Extracellular matrix production decreases after culture in FIB and FIB‐Coll. A, COL1A1 gene expression was evaluated after 4, 9, and 14 days of culture in control, FIB, or FIB‐Coll conditions. Fibronectin (B) gene and (C) protein expression were also assessed. *P<0.01 compared with control VICs at the same time point. ^{^} P<0.01 compared with day 4 VICs cultured in the same condition. ^# P<0.01 for comparison indicated on graph. n=6. FIB indicates fibroblast media formulation; FIB‐Coll, fibroblast media formulation with culture on collagen coatings; VIC, valvular interstitial cell.

Figure 6

TGF‐β1 induces changes in cell morphology, proliferation, and apoptosis in VICs generated via FIB‐Coll culture. VICs raised in control, FIB, or FIB‐Coll culture were treated with 0, 0.25, or 1 ng/mL TGF‐β1 for 5 days on tissue culture polystyrene. A, Staining for phalloidin (green), nuclei are counterstained blue. Scale bar represents 100 μm. Quantification of (B) cell shape, (C) aspect ratio, (D) proliferation, and (E) apoptosis. *P<0.01 compared with 0 ng/mL in the same condition (control, FIB, or FIB‐Coll). ^{^} P<0.01 compared with control VICs treated with the same amount of TGF‐β1. n=6 to 8. FIB indicates fibroblast media formulation; FIB‐Coll, fibroblast media formulation with culture on collagen coatings; TGF‐β1, transforming growth factor β1; VIC, valvular interstitial cell.

Figure 7

VICs raised in FIB‐Coll culture respond more strongly to TGF‐β1 treatment than VICs raised in FIB and control culture. Myofibroblastic marker and ECM expression were also analyzed in response to TGF‐β1 treatment.

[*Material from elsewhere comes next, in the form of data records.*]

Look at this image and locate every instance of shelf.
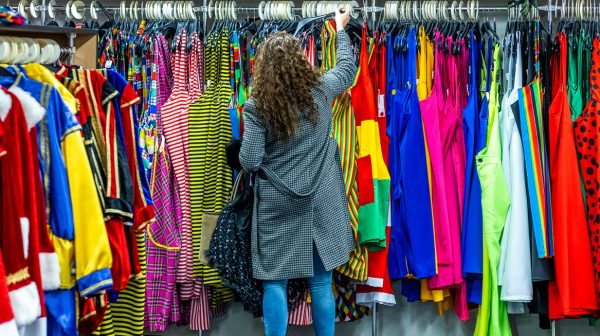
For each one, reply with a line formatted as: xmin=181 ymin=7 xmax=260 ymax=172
xmin=0 ymin=25 xmax=98 ymax=36
xmin=0 ymin=24 xmax=99 ymax=69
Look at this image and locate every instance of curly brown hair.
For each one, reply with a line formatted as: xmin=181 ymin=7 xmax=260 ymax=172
xmin=251 ymin=32 xmax=321 ymax=141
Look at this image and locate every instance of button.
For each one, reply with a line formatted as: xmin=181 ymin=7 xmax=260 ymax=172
xmin=477 ymin=158 xmax=483 ymax=163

The extent of VIC activation was evaluated through gene expression analysis of (A) ACTA2 and (B) SM22 and (C) immunofluorescent staining for αSMA and SM22. Red indicates positive staining for each marker; nuclei are counterstained blue. Scale bar represents 100 μm. ECM production was assessed through quantitative reverse transcriptase–polymerase chain reaction for (D) COL1A1 and (E) FN, as well as an in situ ELISA for (F) fibronectin protein deposition. *P<0.01 compared with 0 ng/mL in the same condition (control, FIB, or FIB‐Coll). ^# P<0.01 for comparison indicated on graph. n=6. αSMA indicates α‐smooth muscle actin; ECM, extracellular matrix; FIB, fibroblast media formulation; FIB‐Coll, fibroblast media formulation with culture on collagen coatings; SM22, smooth muscle protein 22‐α; TGF‐β1, transforming growth factor β1; VIC, valvular interstitial cell.